With the end of the Cold War, this all changed. The US saw the UN as playing a key role in handling the Rwanda and East Timor-type problems of the world. Under the first Bush and Clinton administrations, reforming the UN Security Council was a serious issue along the Potomac. The US was more or less neutral about India getting a permanent seat - its interest was to get Germany and Japan at the table.
Following 9/11 the US's interest has shifted once again. The present Bush administration has tended to be more sceptical of the UN and, therefore, less concerned about its reform. On paper, US policy on UN reform remains centred on the entry of Japan and Germany. There is some evidence, as the Indo-US relationship picks up momentum, that Washington may be shifting its attitude of neutrality regarding India towards one of support. But it is still a long while before this becomes official policy.
US policy on UN reform
Washington, like pretty much every country in the world, recognizes that the United Nations Security Council needs to be changed. The permanent five represent the Allied powers who won World War II. Since then a Cold War pitted two of the five against the other three. And now there is a war on terrorism that seems to have fractured the permanent five even more.
The US has traditionally accepted that the United Nations has its uses. A positive vote on the East River provides legitimacy to everything from armed intervention to the provision of aid. It also provides a vehicle for burden-sharing when it comes to handling various international problems. Even a superpower can't do everything - or even wants to.
The US would like the blue flag to help the stars and stripes. It doesn't want the UN to become powerful enough to block US action. And it will not let its national interest be sacrificed to the UN beyond a certain point. In this, the US is no different from any other major power, including India. Its threshold of tolerance for the UN is lower because its ability to carry out unilateral action is greater.

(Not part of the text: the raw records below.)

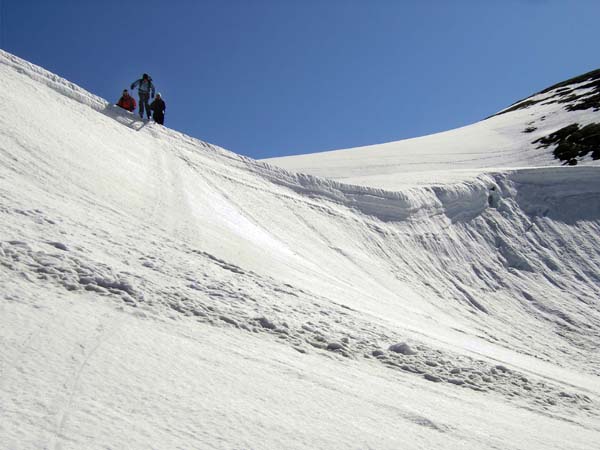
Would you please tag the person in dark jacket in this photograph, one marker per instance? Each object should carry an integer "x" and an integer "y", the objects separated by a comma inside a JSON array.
[
  {"x": 158, "y": 108},
  {"x": 127, "y": 101},
  {"x": 145, "y": 89}
]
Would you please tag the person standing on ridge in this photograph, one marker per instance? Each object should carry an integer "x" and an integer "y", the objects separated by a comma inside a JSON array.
[
  {"x": 145, "y": 89},
  {"x": 158, "y": 108},
  {"x": 127, "y": 101}
]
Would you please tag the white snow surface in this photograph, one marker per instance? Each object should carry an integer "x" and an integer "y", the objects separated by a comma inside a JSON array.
[{"x": 157, "y": 291}]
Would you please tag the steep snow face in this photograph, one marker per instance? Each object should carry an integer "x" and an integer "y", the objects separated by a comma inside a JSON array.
[
  {"x": 158, "y": 291},
  {"x": 506, "y": 140}
]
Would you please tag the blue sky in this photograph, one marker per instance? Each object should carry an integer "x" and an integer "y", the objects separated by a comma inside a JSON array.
[{"x": 276, "y": 77}]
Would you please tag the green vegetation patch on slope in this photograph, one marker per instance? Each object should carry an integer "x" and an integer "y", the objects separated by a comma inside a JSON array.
[{"x": 573, "y": 142}]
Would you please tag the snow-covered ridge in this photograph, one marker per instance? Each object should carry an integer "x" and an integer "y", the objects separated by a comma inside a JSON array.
[{"x": 132, "y": 255}]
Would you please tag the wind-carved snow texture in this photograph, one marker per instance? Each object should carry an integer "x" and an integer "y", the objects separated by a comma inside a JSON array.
[
  {"x": 233, "y": 296},
  {"x": 484, "y": 287}
]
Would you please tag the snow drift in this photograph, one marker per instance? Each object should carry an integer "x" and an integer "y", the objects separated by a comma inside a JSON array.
[{"x": 159, "y": 291}]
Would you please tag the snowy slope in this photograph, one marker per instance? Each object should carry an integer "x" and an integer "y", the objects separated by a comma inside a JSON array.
[
  {"x": 160, "y": 292},
  {"x": 506, "y": 140}
]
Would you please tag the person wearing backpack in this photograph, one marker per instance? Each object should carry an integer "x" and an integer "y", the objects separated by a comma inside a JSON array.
[
  {"x": 145, "y": 90},
  {"x": 158, "y": 108},
  {"x": 127, "y": 101}
]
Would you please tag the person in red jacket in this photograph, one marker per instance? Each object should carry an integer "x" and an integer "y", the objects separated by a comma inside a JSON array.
[{"x": 127, "y": 101}]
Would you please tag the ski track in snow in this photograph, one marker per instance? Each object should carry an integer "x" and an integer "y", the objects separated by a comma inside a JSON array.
[{"x": 489, "y": 285}]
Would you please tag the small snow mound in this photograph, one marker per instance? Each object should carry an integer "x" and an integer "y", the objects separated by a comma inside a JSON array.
[{"x": 402, "y": 348}]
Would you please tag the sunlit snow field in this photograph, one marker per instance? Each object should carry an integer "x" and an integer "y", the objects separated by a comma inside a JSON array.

Which is why there seems to be such a contradiction in US policy towards the UN. On the one hand, statements demanding the UN function better, be more active. On the other, a willingness to ignore or ride roughshod over what the UN mandates.
Post coldwar theatre
In the immediate post-Cold War period, Washington accepted that the present P-5 structure needed to be changed. It focused on getting two of its closest allies, Japan and Germany, permanent seats. Its arguments lay largely around money - these were respectively the second and third largest paymasters of the UN and therefore deserved more than a crummy place in the General Assembly. Unspoken was the view that Tokyo and Bonn traditionally took their foreign policy cue from Washington.
The question was how to secure a consensus to get Japan and Germany a seat on the high table. Thus the proposal, still stuck in the UN's Open-Ended Working Group, to have three more permanent seats - with one each being given to a country from Asia, Africa and Latin America.
The US was willing to consider a doubling of the number of permanent seats in large part because none of the proposed new members would have the veto. It wanted two nations in and was willing to pay a price of an additional three seats to do. An additional political price would be an expansion of the number of rotating, non-permanent seats. However, the veto would remain limited to the original permanent five.
As the US representative to the Economic and Social Council, Sichan Siv, made clear in October last year that "a reformed Council, with Japan and Germany assuming a permanent seats, and with an expanded number of rotating seats, would better enable the Council to exercise its primary responsibility of international peace and security under the Charter."